O uso desse sistema tem revelado que “A saúde mental é parte essencial da saúde integral, além de influenciar o estilo de vida e a produtividade.”
Essa conclusão foi decorrente de um estudo do Sesi que analisou dados de mais de 120 mil trabalhadores usando uma abordagem de análise de redes.
Os resultados revelaram que “pensamentos negativos e pessimistas”, “incapacidade de relaxar e usufruir do lazer” e “insatisfação com as condições de trabalho” são fatores psicossociais fortemente ligados.
Observou-se também que a depressão é a condição crônica com maior influência tanto em relação ao estilo de vida quanto à produtividade, superando outras comorbidades como a obesidade, a hipertensão e o diabetes.
O professor Mauro Barros, docente e pesquisador da Universidade de Pernambuco, explica que essas evidências permitem deduzir, com boa margem de segurança, que fatores psicossociais e atenção à saúde mental são prioridades ao se pensar em intervenções no âmbito da saúde em empresas do setor industrial.
O estudo realizado pelo Sesi permitiu também determinar estimadores de risco (razão de chances) entre fatores psicossociais e redução da produtividade.
Os resultados revelaram, por exemplo, que homens que preferem relacionamentos interpessoais de baixa qualidade têm um risco duas vezes maior de faltar ao trabalho e três vezes maior de não ter vontade de trabalhar.
Por sua vez, mulheres que preferem exposição a um elevado nível de estresse têm 3,5 vezes mais probabilidade de reportarem falta de disposição e dificuldade de concentração no trabalho.
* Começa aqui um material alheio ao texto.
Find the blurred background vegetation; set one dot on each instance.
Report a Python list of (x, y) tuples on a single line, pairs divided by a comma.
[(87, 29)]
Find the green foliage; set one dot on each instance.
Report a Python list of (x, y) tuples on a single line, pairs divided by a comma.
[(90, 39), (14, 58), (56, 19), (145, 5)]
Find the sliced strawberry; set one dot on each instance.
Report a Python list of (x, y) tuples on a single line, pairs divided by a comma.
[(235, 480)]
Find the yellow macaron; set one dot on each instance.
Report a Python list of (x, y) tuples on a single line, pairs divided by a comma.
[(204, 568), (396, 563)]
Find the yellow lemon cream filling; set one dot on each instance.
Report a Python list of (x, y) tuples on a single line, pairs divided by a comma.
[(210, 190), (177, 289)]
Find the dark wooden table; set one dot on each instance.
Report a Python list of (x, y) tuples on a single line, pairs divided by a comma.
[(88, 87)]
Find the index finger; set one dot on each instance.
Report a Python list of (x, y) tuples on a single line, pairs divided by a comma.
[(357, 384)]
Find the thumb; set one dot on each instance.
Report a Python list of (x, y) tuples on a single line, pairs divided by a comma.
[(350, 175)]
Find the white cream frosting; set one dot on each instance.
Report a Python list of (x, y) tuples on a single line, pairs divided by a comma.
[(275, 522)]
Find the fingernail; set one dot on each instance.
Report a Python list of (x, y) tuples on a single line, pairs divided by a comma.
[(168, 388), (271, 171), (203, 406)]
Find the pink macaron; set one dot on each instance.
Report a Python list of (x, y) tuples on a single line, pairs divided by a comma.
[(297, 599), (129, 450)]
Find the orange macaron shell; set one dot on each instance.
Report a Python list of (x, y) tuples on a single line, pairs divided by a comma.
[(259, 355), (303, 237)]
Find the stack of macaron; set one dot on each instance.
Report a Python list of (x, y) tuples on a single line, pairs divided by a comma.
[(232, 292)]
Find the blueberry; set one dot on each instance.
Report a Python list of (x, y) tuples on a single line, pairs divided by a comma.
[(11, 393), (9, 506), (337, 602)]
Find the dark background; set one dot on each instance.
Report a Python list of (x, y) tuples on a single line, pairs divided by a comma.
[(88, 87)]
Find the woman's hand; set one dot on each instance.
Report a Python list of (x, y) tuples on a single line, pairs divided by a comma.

Esses números servem para ilustrar o impacto que os fatores psicossociais podem ter nesses indicadores de redução de produtividade.
O que essas análises revelam, explica a gerente-executiva de Saúde e Segurança na Indústria, Katyana Menescal, é que investir em saúde mental é importante para promover saúde integral e produtividade entre os trabalhadores, e que esse investimento deve ser encarado como uma prioridade no atual cenário.
O Sesi aposta na saúde digital como principal estratégia, não apenas pelo crescimento da conectividade no Brasil, mas pela capacidade de ganhar escala e ampliar o acesso aos recursos de saúde pelas empresas.
Por Geórgia Antony Gomes de Matos – Psicóloga e especialista em desenvolvimento industrial da Unidade de Saúde e Segurança na Indústria do Sesi.